To my surprise, the she-wolf answered my growl with one of her own, baring her teeth at me. It was the first time she had shown me such aggression. Annoyed was not the only emotion that added to her allure. Anger suited her well, too.
(“Look here, asshole.”) She took one stride forward for every step I took back, until I was almost in the river. (“I just stuck my neck out for you with the Alpha! Quit being a prick and just follow me.”)
‘This she-wolf just grew a little more interesting.’ Kirill’s tail wafted in my mind as Heather spun on her heel and strode away with angry stomps. ‘You should challenge her. I’d like to see how she fights.’
‘I’m not fighting a female, fool. She could be hurt.’
‘I don’t think she’d be the one getting hurt. Or losing, for that matter.’
(“Well?!”) The irate she-wolf turned back to me and pointed at her heel towards the ground.
‘I think she’s telling you to be a good boy and follow, meat sack.’
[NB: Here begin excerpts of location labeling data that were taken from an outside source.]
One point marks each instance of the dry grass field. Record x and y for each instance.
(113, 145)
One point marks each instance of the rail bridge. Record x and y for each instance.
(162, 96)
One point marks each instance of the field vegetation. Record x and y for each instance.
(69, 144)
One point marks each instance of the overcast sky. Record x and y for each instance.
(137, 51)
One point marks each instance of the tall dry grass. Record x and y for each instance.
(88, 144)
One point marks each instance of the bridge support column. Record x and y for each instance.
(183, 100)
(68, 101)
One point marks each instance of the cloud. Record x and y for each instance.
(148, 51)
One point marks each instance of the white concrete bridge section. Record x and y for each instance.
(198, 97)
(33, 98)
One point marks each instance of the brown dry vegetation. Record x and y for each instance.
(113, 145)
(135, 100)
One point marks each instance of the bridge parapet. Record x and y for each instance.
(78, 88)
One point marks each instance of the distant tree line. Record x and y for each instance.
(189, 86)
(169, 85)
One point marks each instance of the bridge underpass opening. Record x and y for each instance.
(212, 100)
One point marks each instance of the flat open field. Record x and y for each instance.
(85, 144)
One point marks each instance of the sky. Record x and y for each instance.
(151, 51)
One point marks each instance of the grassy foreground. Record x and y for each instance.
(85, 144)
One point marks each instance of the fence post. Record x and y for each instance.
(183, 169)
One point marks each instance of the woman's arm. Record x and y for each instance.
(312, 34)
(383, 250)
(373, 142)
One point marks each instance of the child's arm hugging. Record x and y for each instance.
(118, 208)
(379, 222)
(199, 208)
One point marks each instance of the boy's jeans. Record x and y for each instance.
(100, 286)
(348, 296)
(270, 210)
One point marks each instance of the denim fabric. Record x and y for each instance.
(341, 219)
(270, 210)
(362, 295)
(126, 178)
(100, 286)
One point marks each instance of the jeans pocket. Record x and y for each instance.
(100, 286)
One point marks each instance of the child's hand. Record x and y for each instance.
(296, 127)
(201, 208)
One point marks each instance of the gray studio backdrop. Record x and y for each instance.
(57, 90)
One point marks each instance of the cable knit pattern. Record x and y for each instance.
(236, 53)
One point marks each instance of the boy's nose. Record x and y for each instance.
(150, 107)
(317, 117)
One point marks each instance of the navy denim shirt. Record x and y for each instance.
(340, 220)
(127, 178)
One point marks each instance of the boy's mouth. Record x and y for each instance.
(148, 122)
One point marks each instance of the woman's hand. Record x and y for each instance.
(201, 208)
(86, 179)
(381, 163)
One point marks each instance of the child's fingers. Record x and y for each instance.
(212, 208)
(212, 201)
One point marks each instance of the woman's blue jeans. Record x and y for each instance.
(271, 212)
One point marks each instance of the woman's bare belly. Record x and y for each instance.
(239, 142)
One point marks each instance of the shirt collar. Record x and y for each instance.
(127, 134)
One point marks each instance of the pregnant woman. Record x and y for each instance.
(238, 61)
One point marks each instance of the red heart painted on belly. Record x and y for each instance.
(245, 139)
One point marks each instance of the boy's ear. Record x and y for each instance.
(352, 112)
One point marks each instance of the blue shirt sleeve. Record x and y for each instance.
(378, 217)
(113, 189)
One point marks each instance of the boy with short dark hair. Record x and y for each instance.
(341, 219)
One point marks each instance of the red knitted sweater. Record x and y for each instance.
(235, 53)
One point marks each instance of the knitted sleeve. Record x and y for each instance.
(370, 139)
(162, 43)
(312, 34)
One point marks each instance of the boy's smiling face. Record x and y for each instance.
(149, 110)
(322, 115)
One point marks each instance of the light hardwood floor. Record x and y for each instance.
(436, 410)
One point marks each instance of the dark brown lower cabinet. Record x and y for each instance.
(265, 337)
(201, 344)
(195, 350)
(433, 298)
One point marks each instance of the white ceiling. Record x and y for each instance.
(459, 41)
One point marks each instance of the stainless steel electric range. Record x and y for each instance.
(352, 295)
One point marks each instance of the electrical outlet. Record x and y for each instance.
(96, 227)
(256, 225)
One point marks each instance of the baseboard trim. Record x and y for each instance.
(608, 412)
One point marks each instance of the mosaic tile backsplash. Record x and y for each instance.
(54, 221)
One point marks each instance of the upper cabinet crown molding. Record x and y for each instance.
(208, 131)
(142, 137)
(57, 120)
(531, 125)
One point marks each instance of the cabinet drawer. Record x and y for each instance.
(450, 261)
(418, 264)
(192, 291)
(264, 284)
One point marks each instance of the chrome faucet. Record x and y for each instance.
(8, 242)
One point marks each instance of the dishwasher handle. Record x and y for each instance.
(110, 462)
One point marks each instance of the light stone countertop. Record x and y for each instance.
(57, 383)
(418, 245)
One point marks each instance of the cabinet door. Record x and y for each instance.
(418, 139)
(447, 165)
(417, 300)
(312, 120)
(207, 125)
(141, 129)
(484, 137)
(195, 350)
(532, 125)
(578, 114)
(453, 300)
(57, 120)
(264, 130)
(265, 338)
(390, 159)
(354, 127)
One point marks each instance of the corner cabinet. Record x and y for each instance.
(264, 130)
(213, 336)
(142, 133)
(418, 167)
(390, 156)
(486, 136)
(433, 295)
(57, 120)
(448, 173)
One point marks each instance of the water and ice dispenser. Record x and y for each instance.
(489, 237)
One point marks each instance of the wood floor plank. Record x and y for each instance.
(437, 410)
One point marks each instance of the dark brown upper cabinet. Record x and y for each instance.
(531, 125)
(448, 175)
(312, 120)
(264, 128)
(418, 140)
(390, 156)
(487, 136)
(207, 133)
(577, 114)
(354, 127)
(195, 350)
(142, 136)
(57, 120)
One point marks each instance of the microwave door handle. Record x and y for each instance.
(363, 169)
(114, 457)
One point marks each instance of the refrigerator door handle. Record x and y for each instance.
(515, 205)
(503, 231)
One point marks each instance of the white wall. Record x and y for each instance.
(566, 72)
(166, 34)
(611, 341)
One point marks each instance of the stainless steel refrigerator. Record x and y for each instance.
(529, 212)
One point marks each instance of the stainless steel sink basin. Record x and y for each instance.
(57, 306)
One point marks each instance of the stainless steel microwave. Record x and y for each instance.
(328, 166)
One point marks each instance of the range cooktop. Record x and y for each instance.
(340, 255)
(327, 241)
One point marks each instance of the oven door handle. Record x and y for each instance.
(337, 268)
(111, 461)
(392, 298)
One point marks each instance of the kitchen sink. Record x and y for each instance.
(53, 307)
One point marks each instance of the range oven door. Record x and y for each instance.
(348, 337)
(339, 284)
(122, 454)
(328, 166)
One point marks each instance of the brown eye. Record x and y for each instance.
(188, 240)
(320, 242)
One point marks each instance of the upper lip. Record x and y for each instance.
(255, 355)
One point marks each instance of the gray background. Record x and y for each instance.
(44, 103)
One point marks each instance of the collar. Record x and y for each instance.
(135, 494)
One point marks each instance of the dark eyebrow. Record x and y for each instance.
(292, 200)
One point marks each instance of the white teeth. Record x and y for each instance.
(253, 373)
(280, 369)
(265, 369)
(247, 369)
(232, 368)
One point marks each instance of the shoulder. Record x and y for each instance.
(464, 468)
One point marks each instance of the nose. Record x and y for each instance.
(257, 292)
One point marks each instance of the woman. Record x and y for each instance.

I growled at my wolf, more irritated than ever that he was throwing caution to the wind when it came to this woman.
‘Careful. She’ll think that’s aimed at her, and she might flash those pretty teeth again. On second thought, I like the idea. Do it.’ He spun in excited circles like a pup.
Shoving my wolf away before he ran off with his ridiculous thoughts, I followed after Heather, keeping one step behind her so I knew what she was doing at all times. I added this to my list of mistakes I had made around the she-wolf, because all this did was bombard me with her scent of spices roasted over hot flames. She smelled of the air of my pack, of fire and life, a scent I had almost forgotten over the years.
My body leaned into hers automatically, drawn without my awareness to the site of her neck where the scent grew more concentrated. As my nose neared its destination, a sharp impact to my gut purged every last measure of breath from my lungs. I folded over, falling to my knees, and found my neck pinned between the she-wolf’s forearm and the tree at my back.
(“I’m only going to say this one more time, you colossal d**k! I’m getting real sick of this hot and cold thing with you. You don’t get to snarl at me and then protect me, push me away and then sniff my neck.”) She pressed into me further, her face steadily drawing nearer to mine. (“Goddess, I wish I knew why you hate me so much.”)
I wasn’t in pain, and if I wanted to, I could break free of her hold. Her fire was exciting, and my c**k spasmed with yearning throbs, wanting to claim this woman despite my own better judgement. My hands slid up across the fabric of her thin skirt and over her full, curved hips, gripping around her tapered waist. I was left transfixed and staring up into her eyes. Her pupils dilated as they flickered across my features, a swirl of black mingling with the shades of brown and gold in her irises.
‘Still think she would be hurt if we tussled?’ Kirill smirked, his tail continuing to waft in desire.
Her arm slowly released my throat, sliding along my beard-covered jaw. The soft pad of her thumb traced my bottom lip, and just as I closed my eyes in bliss, she pushed away and shook her head again, backing up from me. She spun around on her path and began muttering to herself under her breath. Stopping suddenly, she glanced back at me, where I was still on my knees, and held her hand out in my direction, shaking it impatiently.
‘Just do it,’ my wolf groaned in frustration with me. ‘I don’t have a clue what she’s saying other than wanting us to go with her somewhere. Hopefully, it's far away from that i***t man with the strange energy she keeps calling ‘Alpha’, whatever that means.’
I rose to my feet and approached her, hesitantly taking the hand held out to me. Her fingers slid against mine, grasping me firmly with a surge of tingling energy spiralling up my arm and settling in my chest. It was a sensation I was quickly becoming addicted to, and the one my skin began to crave when it was withdrawn.
She tugged me behind her, leading me to wherever she wanted, and I was powerless to escape the increasing hold her fire had captured me with.